Where do we go from here?
The most important message from AIDA trial is that Absorb BRS is a non-working horse device, in search for a setting to demonstrate clinical benefit over new generation DES. The favourable effects of this scaffold in vasomotion, endothelial stress, late luminal expansion and angina alleviation, observed in previous trials (20), did not materialize, while an increase in ST at 2 years was established. The latter observation will be the determining factor for the fate of this scaffold, if it is reproduced in the long-term follow-up results of the ABSORB RCT series. This process, however, will be probably completed around 2025, when the final release of the ABSORB IV results is expected. All involved pieces in the BRS chessboard are repositioned, waiting for that day. On March 24, 2017, FDA issued a safety alert for Absorb, emphasizing the importance of good implantation technique and adherence to recommended DAPT, reflecting a “wait for more data” approach on the issue, while further investigations are on-going. This was based on the 2-year results of ABSORB III, which showed significantly increased rates of TLF and non-significantly increased rates of ST for Absorb, an inverse of what was observed in the 2-year results of the Dutch-based AIDA trial. Abbott took one step further in Europe, by limiting the supply of the Absorb BRS only in patients enrolled in clinical registries, in the hope that the results of longer term follow-up combined with strict adherence to proper implantation technique will eventually turn the tide. Finally, other manufacturers of BRS, claiming improved technical characteristics compared to Absorb BRS are warming up their engines to take the long, hard step of transitioning from clinical studies designed for the achievement of the CE mark to randomized studies aiming at non-inferiority vs. new generation DES (21).

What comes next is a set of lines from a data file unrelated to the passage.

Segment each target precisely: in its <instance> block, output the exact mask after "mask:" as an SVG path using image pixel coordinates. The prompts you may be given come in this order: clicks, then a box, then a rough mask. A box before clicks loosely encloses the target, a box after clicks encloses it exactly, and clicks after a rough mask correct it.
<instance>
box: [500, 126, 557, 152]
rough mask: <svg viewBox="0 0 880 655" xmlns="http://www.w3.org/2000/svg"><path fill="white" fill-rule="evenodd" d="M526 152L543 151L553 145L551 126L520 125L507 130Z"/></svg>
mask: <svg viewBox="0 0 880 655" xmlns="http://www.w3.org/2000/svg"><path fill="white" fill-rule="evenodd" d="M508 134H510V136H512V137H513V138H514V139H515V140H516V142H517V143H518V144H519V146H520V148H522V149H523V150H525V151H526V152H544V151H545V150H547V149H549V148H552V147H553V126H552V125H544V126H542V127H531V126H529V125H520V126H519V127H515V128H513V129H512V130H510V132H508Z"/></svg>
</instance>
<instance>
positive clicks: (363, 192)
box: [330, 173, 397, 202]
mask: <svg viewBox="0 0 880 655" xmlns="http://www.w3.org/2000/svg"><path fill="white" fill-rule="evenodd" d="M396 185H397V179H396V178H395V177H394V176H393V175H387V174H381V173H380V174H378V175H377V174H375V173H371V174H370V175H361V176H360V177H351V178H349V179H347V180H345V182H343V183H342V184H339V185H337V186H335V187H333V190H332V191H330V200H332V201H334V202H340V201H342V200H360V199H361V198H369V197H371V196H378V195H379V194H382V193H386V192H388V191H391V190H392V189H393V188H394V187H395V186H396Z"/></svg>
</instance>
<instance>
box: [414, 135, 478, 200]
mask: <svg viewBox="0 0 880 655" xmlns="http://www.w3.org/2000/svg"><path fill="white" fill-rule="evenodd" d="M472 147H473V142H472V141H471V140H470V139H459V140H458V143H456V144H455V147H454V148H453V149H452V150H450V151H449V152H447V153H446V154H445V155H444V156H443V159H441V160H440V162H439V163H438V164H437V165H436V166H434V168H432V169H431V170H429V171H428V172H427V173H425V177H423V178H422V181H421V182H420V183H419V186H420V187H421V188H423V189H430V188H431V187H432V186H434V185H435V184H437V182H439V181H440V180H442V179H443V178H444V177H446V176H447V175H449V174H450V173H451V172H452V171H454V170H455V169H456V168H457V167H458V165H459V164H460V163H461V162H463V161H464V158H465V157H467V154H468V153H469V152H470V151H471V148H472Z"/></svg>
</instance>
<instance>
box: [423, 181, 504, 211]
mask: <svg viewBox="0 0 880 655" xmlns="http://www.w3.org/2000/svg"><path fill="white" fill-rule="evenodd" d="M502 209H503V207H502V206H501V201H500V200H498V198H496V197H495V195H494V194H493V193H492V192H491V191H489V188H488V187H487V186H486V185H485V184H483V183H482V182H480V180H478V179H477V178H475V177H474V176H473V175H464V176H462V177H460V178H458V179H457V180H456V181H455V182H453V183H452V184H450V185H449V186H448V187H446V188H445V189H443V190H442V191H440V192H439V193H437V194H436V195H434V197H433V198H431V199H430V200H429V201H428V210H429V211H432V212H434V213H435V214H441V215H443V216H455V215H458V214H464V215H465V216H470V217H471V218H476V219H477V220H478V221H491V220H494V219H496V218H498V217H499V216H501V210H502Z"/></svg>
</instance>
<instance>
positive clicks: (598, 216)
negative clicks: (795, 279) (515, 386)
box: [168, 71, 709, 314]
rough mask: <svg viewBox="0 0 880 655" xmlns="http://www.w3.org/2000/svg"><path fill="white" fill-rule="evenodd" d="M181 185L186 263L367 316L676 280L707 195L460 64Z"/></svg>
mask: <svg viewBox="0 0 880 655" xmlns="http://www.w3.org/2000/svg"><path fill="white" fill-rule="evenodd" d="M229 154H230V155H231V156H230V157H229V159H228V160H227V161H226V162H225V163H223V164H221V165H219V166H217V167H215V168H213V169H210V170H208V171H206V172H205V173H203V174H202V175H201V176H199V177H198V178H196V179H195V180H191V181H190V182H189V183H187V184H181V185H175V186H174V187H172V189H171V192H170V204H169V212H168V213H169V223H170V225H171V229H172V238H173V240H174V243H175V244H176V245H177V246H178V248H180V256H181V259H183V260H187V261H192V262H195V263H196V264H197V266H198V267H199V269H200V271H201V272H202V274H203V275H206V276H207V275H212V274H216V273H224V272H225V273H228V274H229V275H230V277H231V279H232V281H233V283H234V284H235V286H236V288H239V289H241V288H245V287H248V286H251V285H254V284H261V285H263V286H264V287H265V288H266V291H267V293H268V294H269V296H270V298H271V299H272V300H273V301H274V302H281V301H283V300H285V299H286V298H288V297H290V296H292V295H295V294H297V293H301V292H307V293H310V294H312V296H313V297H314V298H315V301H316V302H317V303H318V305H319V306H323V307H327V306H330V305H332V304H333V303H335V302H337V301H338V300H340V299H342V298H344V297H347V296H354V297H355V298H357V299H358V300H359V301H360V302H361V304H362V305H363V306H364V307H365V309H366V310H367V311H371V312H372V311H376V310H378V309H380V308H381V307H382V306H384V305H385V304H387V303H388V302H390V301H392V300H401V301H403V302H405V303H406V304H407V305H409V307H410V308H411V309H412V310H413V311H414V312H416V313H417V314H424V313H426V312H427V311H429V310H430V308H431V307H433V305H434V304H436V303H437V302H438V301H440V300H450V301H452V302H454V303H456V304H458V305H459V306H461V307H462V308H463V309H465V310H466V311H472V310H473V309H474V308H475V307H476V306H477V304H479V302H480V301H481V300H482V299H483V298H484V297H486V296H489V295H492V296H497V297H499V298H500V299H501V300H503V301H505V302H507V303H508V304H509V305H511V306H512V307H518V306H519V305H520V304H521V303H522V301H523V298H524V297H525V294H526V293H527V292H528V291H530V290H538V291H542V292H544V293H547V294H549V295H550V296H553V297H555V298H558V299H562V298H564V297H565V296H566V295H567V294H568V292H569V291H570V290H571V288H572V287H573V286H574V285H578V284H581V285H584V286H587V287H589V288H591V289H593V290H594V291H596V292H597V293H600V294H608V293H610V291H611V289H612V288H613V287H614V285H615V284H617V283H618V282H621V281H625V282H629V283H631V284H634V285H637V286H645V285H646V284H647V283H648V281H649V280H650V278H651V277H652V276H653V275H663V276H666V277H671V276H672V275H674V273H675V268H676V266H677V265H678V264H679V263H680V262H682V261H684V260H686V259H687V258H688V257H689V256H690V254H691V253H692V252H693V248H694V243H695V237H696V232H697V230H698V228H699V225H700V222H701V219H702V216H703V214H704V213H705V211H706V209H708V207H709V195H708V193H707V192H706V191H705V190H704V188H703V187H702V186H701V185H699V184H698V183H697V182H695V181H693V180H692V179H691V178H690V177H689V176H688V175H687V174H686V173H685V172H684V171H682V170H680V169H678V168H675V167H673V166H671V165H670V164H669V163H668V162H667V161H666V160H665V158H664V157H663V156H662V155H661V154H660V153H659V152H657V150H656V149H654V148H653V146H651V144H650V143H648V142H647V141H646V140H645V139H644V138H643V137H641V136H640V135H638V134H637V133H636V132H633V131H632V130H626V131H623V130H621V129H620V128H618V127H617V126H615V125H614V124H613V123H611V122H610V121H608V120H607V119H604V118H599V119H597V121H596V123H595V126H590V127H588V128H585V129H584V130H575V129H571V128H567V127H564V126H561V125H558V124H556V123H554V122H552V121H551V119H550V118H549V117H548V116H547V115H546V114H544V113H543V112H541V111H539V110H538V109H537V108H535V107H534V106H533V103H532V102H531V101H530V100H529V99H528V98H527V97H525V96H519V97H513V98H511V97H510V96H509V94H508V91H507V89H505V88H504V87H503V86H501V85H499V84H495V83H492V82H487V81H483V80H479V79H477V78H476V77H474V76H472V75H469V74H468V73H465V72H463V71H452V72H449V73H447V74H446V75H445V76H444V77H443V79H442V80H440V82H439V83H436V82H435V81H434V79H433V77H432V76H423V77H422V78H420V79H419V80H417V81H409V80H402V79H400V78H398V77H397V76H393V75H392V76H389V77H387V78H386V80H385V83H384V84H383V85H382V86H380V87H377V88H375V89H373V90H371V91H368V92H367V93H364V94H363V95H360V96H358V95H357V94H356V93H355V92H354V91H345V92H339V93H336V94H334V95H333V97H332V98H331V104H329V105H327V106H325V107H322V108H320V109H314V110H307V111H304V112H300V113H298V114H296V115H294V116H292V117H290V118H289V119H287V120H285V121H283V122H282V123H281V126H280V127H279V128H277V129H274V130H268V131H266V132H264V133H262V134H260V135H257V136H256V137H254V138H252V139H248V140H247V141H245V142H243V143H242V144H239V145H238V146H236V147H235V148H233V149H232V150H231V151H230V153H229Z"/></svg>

In the evolutionary history of DES, the problem of increased thrombotic complications of the first generation was managed with the development of the second generation. Whether this will be the case with the evolution of BRS as well or another scenario will emerge, as long-term follow-up data are accumulated, remains to be seen.
Acknowledgements
None.
Footnote
Conflicts of Interest: PW Serruys is a member of the international advisory board for Abbott. A Katsikis has no conflicts of interest to declare.